41

"КАКАЯ ЖЕЛАТЕЛЬНА ВОЙНА?"

(из передовой статьи газеты "Неделя")

"Мы считали недавно, что политическое бескорыстие — глупость, а бессодержательный энтузиазм не больше, как народное бессердечие.

Что-то хитро и неясно. Какая же должна быть корысть от вмешательства России в славянские дела? Земли, кажется, у нас довольно, и на Восток мы дотянулись до Китая и до Индии. Или нам нужно тянуться и на юг, пока нас не остановит океан? Но еще император Николай говорил, что ни один русский не захочет, чтобы Московский кремль был перенесен в Константинополь. Ясно, что корысть наша не в турецкой земле, и помощь южным славянам мы продаем не за деньги, как продавали ее швейцарцы. Кровь за деньги не продается. В чем же должна быть наша корысть? Корысть русской политики проста и ясна. До сих пор все славянское движение и вся сербская война были делом чисто народным. Превратится ли война в европейскую, характер ее от этого не изменится. Общее стремление нашей народной политики, ее задача, цель и корысть — в тех общенародных движениях славянского Юга, которым европейская политика дала название Восточного вопроса. Вопрос этот в том, чтобы на юге Европы была иная, свободная комбинация народов… Это первая война за национальную свободу народов, война, которая в политике должна выдвинуть новый аспект, до сих пор в ней не действовавший. Для дипломатов, которые все успехи привыкли мерить границами государств, вопрос о свободе может представиться неуловимой мечтательностью и расплывающейся утопией.
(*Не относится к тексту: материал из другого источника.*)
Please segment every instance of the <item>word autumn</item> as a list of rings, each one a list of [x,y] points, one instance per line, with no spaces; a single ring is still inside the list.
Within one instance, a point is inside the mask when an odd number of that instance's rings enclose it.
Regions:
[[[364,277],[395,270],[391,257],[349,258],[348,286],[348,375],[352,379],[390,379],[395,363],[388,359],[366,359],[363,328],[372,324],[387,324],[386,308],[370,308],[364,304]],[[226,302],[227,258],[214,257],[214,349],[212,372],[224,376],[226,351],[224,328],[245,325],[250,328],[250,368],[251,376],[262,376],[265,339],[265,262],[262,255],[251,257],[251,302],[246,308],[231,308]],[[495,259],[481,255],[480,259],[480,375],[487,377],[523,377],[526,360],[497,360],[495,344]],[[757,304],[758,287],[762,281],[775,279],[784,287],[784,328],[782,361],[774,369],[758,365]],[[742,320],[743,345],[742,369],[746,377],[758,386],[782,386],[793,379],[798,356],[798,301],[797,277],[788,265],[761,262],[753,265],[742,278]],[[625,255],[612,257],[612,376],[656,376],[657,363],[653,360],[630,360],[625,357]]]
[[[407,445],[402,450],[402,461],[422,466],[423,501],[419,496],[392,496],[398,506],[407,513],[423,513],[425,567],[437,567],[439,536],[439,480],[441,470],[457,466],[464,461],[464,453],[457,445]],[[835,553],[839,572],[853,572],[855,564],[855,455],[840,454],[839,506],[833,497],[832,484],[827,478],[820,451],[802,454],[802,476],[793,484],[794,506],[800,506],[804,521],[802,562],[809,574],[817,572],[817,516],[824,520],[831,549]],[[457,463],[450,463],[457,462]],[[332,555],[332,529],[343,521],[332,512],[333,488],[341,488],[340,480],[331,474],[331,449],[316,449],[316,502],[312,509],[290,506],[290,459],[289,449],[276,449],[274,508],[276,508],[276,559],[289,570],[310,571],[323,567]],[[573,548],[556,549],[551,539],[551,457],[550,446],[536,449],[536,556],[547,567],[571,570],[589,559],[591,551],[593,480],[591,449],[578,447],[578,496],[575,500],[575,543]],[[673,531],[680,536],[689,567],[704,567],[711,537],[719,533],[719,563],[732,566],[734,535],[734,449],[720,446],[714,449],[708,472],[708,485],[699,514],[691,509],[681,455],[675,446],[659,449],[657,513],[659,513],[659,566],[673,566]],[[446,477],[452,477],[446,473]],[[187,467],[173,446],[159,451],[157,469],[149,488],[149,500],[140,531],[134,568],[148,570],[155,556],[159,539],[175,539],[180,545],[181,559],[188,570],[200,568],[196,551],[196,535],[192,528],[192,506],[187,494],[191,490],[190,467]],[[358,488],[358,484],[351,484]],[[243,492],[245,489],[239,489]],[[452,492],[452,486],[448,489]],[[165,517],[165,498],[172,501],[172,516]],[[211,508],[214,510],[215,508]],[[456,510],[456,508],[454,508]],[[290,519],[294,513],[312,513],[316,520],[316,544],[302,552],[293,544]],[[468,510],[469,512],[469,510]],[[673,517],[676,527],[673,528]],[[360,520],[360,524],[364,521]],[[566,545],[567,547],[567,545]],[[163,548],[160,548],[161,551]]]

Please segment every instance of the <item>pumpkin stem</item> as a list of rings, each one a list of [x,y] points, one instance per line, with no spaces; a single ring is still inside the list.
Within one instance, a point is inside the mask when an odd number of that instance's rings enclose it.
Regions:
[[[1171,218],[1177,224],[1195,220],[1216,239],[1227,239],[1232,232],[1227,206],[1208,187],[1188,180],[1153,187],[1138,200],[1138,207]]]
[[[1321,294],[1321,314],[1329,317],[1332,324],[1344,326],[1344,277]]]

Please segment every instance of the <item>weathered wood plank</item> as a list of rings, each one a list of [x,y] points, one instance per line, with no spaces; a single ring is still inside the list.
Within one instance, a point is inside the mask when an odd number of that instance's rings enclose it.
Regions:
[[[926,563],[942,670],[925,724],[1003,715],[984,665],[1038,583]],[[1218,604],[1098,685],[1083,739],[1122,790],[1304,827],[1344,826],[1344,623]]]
Но если Россия теми жертвами, которые принесет Сербии, и той кровью, которую она прольет за славян, купит сознание своих национальных стремлений, если она сделает хотя один шаг вперед во внутренней и внешней политической зрелости и поймет, за что именно она отстаивала сербов, — разве этот урок не будет для нас лучшим политическим уроком и самым дорогим подарком?.."

Николай Григорьевич Столетов отложил в сторону дочитанную газету и посмотрел за окно.

В последние дни, особенно после внезапно наступивших холодов, все чаще оставаясь дома, он предавался размышлениям, среди которых немалое место занимали и вопросы политические.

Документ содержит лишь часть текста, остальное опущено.